Speaking to a TV channel, Mr Srinivasan projected a “smooth” meeting at which no one, including Inderjit Singh Bindra of the Punjab Cricket Association, had asked for his resignation. Mr Bindra, however, had a different tale to tell when he emerged from the meeting, where he said he had also opposed the choice of Mr Dalmiya as interim chief.
Mr Jaitley, whose name was first proposed for interim chief reportedly by Mr Srinivasan himself, rejected the offer on the grounds that it would be embarrassing for the Leader of the Opposition in the Rajya Sabha to take such an assignment. It was, however, obvious that the BJP leader had joined hands with the incumbent only to keep Mr Pawar out of the BCCI. It was for such a narrow political consideration that a legal eagle’s brain capable of hammering out a method of cleaning up the game is being denied to the board at this critical hour.
The end result is two master manipulators are together in patching up things after the biggest betting, spot ad match-fixing and insider information-sharing scandal hit Indian cricket in the course of IPL-6.
With political heavyweights like Mr Jaitley (set to become BCCI president-in-waiting in September 2013) and Rajeev Shukla (former IPL commissioner) refusing to consider taking up the task of interim chief, the choice fell on Mr Dalmiya. The war between Mr Sharad Pawar and Mr Srinivasan also ended in the incumbent’s favour by his aligning with Mr Dalmiya, who was responsible once for defeating Mr Pawar’s first attempt to head the BCCI and who has been consistently opposed to the Union agriculture minister.

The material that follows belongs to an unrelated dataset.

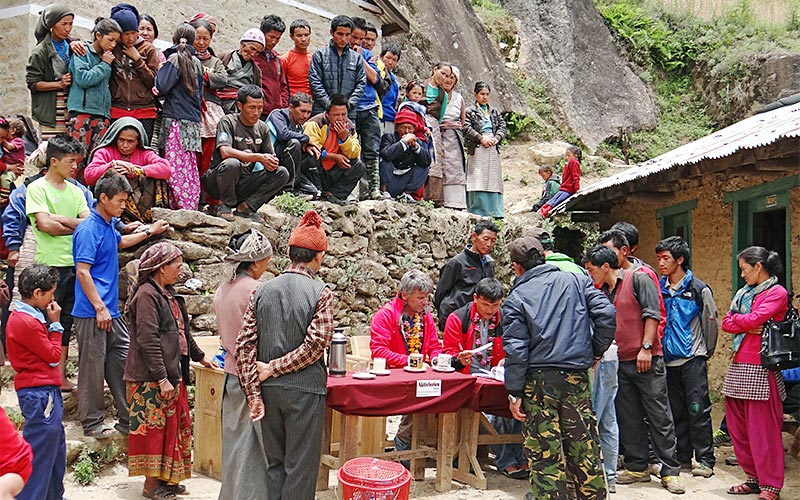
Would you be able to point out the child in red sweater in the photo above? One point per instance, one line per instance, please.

The new South-East combination has managed to throttle the North-West opposition, which, of course, was largely muted as Mr Jaitley and Mr Shukla refused to take an unequivocal stand. The two senior politicians did not even come to Chennai for the meeting, preferring to participate by videoconference from New Delhi. Adding a note of mystery to the major decision taken on an interim chief, Mr Dalmiya told the media outside the hotel that Mr Srinivasan remains BCCI president.
On rejecting the offer to be interim chief, Mr Jaitley suggested that the names of former presidents Shashank Manohar and Jagmohan Dalmiya be considered. But Mr Srinivasan said anyone who was not a current BCCI member could not be asked to head the organisation, effectively cutting out Mr Manohar, who is considered to be close to Mr Pawar. That narrowed the choice to Mr Dalmiya, president of the Cricket Association of Bengal, who is now saddled with the task of “standing in” for the BCCI president.